On February 20, 1885, carpet weavers at Alexander Smith & Sons mills in Yonkers, New York, United States, went on strike after the company fired several women who had joined the newly-formed union. The union had been organizing for the better part of a year, forming their own chapter of the Knights of Labor and preparing to demand better wages and working conditions at the mills. Workers at the mills were predominantly young immigrants, with women making up approximately 75 percent of the workforce.

When the weavers went on strike and walked out, Smith responded by locking them out of the mills. What started with a group of weavers from the tapestry department at 10 AM grew to over 3,000 strikers by the end of the day. The following week, the strikers released a statement with their four core demands:

First, the restoration of wages paid before December 1, 1884; Second, a readjustment of the arbitrary and unjust system of docking adopted by the firm; Third, a reinstatement of all employees unjustly discharged and no one to be discharged in the future except for cause assigned; Fourth, NO MORE BOSS OR SUPERINTENDENT TYRANNY. [emphasis in source]
— Statement from the striking workers, printed in the Yonkers' Statesman on February 27, 1885.

The demand to end "TYRANNY" at the mills was a reference to a new disciplinary docking system that had been introduced over the past year.

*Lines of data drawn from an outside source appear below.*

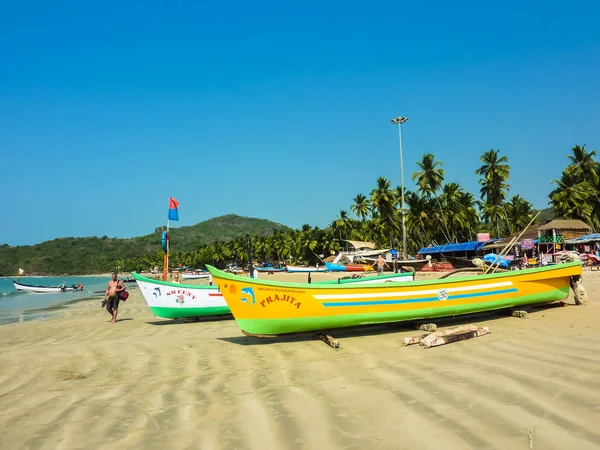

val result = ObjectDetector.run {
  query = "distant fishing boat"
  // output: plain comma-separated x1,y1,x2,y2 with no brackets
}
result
208,262,582,337
181,272,210,280
132,272,413,319
285,264,327,273
13,280,83,294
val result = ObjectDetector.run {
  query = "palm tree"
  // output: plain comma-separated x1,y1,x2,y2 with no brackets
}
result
549,145,600,230
475,148,510,236
350,194,371,222
412,153,444,198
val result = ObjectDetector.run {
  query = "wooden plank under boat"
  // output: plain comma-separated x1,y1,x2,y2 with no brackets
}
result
132,272,413,319
443,255,477,270
325,262,375,272
208,262,581,336
13,280,83,294
285,264,327,273
181,272,210,280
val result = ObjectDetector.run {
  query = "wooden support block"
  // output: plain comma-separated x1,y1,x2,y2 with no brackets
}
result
421,325,490,348
571,275,587,305
315,333,342,350
404,334,429,346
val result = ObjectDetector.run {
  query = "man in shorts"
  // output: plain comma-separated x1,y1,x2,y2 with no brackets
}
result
103,272,125,323
375,255,385,275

This system punished workers for many social and human behaviors: talking with other workers, eating meals with other workers, laughing out loud, and looking out a window (even just to get some fresh air) were all punishable behaviors under the new docking system rules, according to the workers. Sick and bereaved workers who missed a shift were also docked and risked being "discharged" (or fired) by management.

On July 16, after several months on strike, a settlement was reached in which the company agreed to increase workers' wages by rolling back a previous wage reduction and adding a 10 percent advance. Workers would no longer be punished for membership in the union, and the workers who had been fired back in February would be rehired. The company also promised to address the docking system. In return, the union agreed to provide notice in the future if they intended to strike, and they also agreed to arbitration as a first step. The union declared victory.